Amazon's Jeff Bezos on Pursuing High Standards, Writing Memos and Perfect Handstands
- Last week Amazon CEO Jeff Bezos, in his annual shareholder letter, discussed milestones of the firm's businesses, what it takes to perform a perfect handstand (about six months of daily practice), how to write a great memo (write, review, edit, repeat), and shared views on pursuing high standards including:
- "There’s a foundational question: are high standards intrinsic or teachable? If you take me on your basketball team, you can teach me many things, but you can’t teach me to be taller. Do we first and foremost need to select for “high standards” people? ... I don’t think so. I believe high standards are teachable. In fact, people are pretty good at learning high standards simply through exposure. High standards are contagious. Bring a new person onto a high standards team, and they’ll quickly adapt. The opposite is also true. If low standards prevail, those too will quickly spread.
- “I believe high standards are domain specific, and that you have to learn high standards separately in every arena of interest. When I started Amazon, I had high standards on inventing, on customer care, and (thankfully) on hiring. But I didn’t have high standards on operational process: how to keep fixed problems fixed, how to eliminate defects at the root, how to inspect processes, and much more. I had to learn and develop high standards on all of that (my colleagues were my tutors). Understanding this point is important because it keeps you humble. You can consider yourself a person of high standards in general and still have debilitating blind spots.

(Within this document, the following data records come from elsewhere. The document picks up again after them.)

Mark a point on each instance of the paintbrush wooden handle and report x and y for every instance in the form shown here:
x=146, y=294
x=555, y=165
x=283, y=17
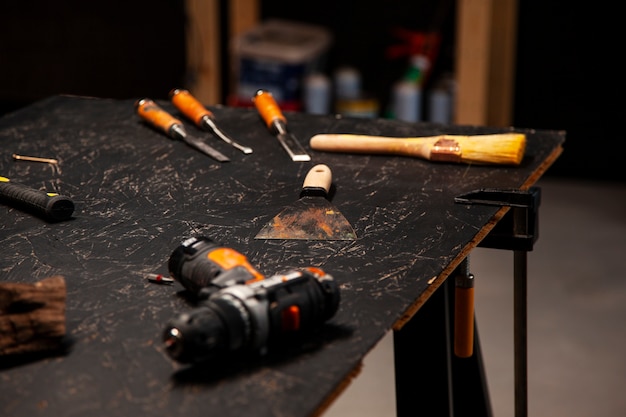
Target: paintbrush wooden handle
x=500, y=148
x=417, y=147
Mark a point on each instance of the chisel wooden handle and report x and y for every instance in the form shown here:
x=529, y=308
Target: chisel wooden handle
x=268, y=108
x=152, y=113
x=50, y=206
x=190, y=106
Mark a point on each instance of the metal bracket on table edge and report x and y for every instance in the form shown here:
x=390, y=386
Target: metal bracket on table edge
x=519, y=228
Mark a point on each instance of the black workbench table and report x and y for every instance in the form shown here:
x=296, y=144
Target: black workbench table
x=138, y=194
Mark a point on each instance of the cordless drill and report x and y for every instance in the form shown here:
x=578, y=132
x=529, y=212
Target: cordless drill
x=240, y=311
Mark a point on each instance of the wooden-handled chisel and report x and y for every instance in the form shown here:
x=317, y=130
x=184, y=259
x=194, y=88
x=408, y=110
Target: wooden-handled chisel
x=158, y=118
x=204, y=118
x=277, y=123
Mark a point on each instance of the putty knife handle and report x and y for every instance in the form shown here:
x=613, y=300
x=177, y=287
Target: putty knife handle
x=318, y=177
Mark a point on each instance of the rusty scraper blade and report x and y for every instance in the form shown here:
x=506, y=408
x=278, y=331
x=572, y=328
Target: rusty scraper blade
x=312, y=217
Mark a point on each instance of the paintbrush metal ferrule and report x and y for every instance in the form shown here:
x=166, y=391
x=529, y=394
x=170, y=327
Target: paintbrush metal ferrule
x=446, y=150
x=34, y=159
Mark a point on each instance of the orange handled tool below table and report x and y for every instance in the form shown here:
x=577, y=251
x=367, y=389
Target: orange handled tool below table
x=464, y=313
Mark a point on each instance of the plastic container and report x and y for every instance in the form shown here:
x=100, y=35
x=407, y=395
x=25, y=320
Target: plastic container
x=277, y=56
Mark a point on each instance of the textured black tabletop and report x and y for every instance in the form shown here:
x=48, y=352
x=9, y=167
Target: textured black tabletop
x=138, y=194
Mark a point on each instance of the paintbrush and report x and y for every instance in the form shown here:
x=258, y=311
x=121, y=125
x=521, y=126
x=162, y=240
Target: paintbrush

- “What do you need to achieve high standards in a particular domain area? First, you have to be able to recognize what good looks like in that domain. Second, you must have realistic expectations for how hard it should be (how much work it will take) to achieve that result – the scope.”
- “The football coach doesn’t need to be able to throw, and a film director doesn’t need to be able to act. But they both do need to recognize high standards for those things and teach realistic expectations on scope ... Someone on the team needs to have the skill, but it doesn’t have to be you.
- “Benefits of High Standards - Building a culture of high standards is well worth the effort, and there are many benefits. Naturally and most obviously, you’re going to build better products and services for customers – this would be reason enough! Perhaps a little less obvious: people are drawn to high standards – they help with recruiting and retention. More subtle: a culture of high standards is protective of all the “invisible” but crucial work that goes on in every company. I’m talking about the work that no one sees. The work that gets done when no one is watching. In a high standards culture, doing that work well is its own reward – it’s part of what it means to be a professional.
- "And finally, high standards are fun! Once you’ve tasted high standards, there’s no going back ... So, the four elements of high standards as we see it: they are teachable, they are domain specific, you must recognize them, and you must explicitly coach realistic scope."
MY TAKE
- Bezos' annual letter always has ideas to consider. In addition to focusing on high standards, other factors contributing to the firm's success include 1) managing projects with small teams, 2) making the teams "own" their projects and 3) maintaining a strong focus on addressing customer needs.
- Regarding writing memos - The act of writing can help us to better understand problems and communicate ideas - and most good writer will agree that iterative cycles of review and edit are very helpful.
- Regarding the perfect handstand - it sounds like a fun project - check back in six months!